While “the wiggly lines that make up the bigger uptrend will provide better times to buy and sell the metals,” said Brien Lundin, editor of Gold Newsletter, the overarching message is to stay in gold and silver because there is simply no other way out of the federal debt crisis than to inflate the debt down to manageable size. “You’re not in a late phase of inflation, you’re in an early phase,” Ira Epstein of the Linn Group said in the Wall Street Journal.

Lundin tells investors to buy “gold and silver bullion as financial ‘insurance’ — a core holding that they shouldn’t trade.” Robert Barone, portfolio manager for Ancora West Advisers, says “Stay completely in (or even add to your holdings) if you believe that the U.S. dollar will continue to get weaker due to inflationary economic policies.”

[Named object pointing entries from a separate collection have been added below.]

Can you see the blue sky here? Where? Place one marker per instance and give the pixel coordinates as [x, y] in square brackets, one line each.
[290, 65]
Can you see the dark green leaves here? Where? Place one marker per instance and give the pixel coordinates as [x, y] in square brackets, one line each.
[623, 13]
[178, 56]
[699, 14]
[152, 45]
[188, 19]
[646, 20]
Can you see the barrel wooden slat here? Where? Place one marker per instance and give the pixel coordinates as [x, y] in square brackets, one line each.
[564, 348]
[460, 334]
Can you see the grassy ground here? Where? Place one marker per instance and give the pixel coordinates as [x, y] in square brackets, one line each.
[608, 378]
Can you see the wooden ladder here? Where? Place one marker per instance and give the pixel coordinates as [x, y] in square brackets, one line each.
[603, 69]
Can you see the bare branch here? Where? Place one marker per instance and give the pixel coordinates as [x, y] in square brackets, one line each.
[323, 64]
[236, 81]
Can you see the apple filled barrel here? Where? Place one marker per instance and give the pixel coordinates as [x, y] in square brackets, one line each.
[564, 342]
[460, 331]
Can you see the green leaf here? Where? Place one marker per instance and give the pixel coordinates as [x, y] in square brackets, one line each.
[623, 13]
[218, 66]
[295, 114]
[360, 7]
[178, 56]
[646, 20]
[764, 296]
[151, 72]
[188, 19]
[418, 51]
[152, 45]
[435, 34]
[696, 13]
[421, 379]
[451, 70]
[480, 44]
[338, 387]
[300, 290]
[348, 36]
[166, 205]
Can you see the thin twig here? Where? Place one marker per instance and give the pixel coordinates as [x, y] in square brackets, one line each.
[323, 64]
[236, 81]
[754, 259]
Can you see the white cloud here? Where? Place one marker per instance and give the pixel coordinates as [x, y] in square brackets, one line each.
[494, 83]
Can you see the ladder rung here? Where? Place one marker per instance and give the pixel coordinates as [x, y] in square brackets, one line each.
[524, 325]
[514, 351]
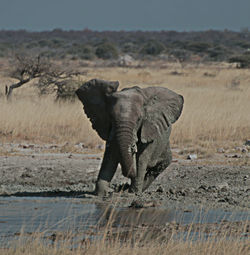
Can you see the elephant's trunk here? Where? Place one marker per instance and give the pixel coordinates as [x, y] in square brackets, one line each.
[124, 138]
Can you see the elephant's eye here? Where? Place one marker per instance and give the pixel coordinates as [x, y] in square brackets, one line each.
[109, 90]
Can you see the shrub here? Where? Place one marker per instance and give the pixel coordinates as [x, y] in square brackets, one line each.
[152, 48]
[198, 47]
[242, 60]
[106, 50]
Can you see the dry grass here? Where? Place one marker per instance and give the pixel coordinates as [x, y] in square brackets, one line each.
[216, 110]
[140, 242]
[171, 248]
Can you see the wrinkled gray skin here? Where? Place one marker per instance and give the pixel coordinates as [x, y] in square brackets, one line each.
[136, 125]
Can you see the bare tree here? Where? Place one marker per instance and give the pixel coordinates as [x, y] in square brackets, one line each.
[28, 68]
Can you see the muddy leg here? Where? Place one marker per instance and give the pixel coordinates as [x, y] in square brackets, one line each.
[152, 173]
[107, 171]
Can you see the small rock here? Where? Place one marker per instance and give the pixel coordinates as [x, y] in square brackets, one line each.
[247, 143]
[221, 150]
[160, 189]
[233, 156]
[100, 147]
[192, 156]
[244, 150]
[171, 191]
[80, 145]
[222, 186]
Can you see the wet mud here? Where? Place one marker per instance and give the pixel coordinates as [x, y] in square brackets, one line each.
[56, 188]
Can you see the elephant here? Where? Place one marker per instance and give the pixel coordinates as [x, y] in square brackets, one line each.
[136, 124]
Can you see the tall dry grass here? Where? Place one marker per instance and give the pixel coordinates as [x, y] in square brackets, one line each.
[226, 247]
[216, 109]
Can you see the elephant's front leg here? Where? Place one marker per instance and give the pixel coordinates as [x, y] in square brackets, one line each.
[137, 182]
[107, 171]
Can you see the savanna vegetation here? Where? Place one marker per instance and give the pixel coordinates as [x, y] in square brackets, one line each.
[210, 69]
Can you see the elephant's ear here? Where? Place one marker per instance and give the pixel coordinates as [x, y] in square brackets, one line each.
[162, 108]
[93, 94]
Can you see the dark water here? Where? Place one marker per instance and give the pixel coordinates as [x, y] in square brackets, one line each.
[48, 215]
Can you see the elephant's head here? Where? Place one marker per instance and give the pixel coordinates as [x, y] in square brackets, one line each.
[129, 115]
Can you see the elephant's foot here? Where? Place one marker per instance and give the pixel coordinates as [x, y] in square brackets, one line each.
[102, 188]
[136, 186]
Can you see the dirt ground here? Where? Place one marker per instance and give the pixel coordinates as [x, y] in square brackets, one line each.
[222, 181]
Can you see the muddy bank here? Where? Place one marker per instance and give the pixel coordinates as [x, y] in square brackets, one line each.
[186, 183]
[64, 219]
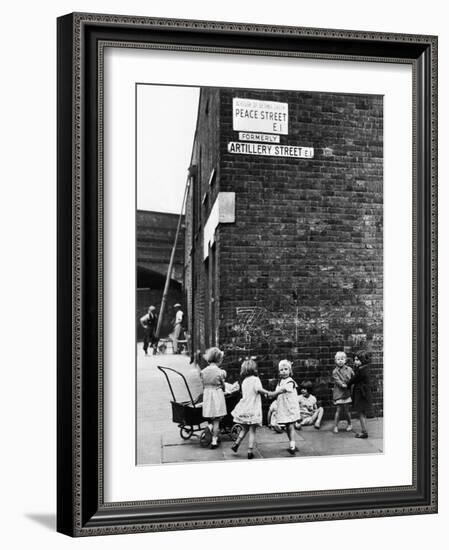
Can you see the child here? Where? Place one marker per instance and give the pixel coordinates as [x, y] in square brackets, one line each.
[214, 404]
[361, 390]
[287, 412]
[341, 394]
[248, 411]
[308, 408]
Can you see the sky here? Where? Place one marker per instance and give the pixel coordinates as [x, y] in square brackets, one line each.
[166, 122]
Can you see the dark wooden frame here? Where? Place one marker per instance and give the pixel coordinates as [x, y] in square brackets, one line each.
[81, 509]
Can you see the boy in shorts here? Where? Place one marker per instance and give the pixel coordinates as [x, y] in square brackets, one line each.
[310, 412]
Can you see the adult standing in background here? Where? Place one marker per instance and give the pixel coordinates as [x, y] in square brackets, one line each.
[179, 315]
[149, 324]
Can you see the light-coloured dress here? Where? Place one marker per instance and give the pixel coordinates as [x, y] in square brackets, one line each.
[287, 402]
[249, 409]
[214, 404]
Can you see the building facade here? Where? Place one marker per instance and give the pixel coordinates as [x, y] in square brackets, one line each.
[284, 231]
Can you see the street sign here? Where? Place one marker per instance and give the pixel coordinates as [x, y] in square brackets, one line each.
[292, 151]
[253, 115]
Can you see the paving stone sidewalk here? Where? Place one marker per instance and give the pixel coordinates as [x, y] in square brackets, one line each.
[309, 442]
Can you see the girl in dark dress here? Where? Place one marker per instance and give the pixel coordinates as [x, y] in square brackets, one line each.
[361, 390]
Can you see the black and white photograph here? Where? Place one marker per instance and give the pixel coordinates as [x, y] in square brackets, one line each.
[259, 274]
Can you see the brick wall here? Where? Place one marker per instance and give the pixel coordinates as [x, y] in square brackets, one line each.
[305, 252]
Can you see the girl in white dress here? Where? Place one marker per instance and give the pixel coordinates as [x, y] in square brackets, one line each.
[287, 402]
[214, 404]
[248, 411]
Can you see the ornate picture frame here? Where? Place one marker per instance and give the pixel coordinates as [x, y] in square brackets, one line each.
[82, 509]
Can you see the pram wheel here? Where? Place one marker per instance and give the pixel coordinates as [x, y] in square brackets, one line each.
[205, 437]
[186, 432]
[235, 431]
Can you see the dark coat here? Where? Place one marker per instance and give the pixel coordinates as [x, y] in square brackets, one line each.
[361, 389]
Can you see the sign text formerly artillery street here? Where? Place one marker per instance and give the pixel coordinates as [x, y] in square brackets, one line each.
[268, 150]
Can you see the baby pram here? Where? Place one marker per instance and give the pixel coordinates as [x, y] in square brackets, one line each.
[188, 414]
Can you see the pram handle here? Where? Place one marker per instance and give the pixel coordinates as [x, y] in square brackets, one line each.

That’s the rub – a great many Americans have little concept of the enormity of the deficit problem, and therefore don’t understand that inflation is unavoidable. Yet according to Rasmussen Reports, “Congressman Paul Ryan’s Republican alternative puts a balanced budget at least 25 years away.” And that’s the biggest hammer our politicians have been able to come with.

According to a recent Rasmussen survey most Americans believe that a balanced budget is good for the economy, but most “dramatically underestimate how much is actually spent.” Less than half believe cuts to defense, Social Security, and Medicare are necessary, and 37% believe they are not – roughly the same number as those who didn’t think that the majority of federal spending goes to just those three things. A different survey showed that a great many Americans know it would take higher taxes to balance the budget but only 20% are willing to pay them.

None-the-less, “investors are frustrated with U.S. monetary policy. They’re saying the heck with the dollar, the heck with currencies, and they’re buying metals,” Epstein said.

The frustration will continue to spread, drawing more and more investors into long-term gold and silver holdings, and that will hold prices to their strong upward trend.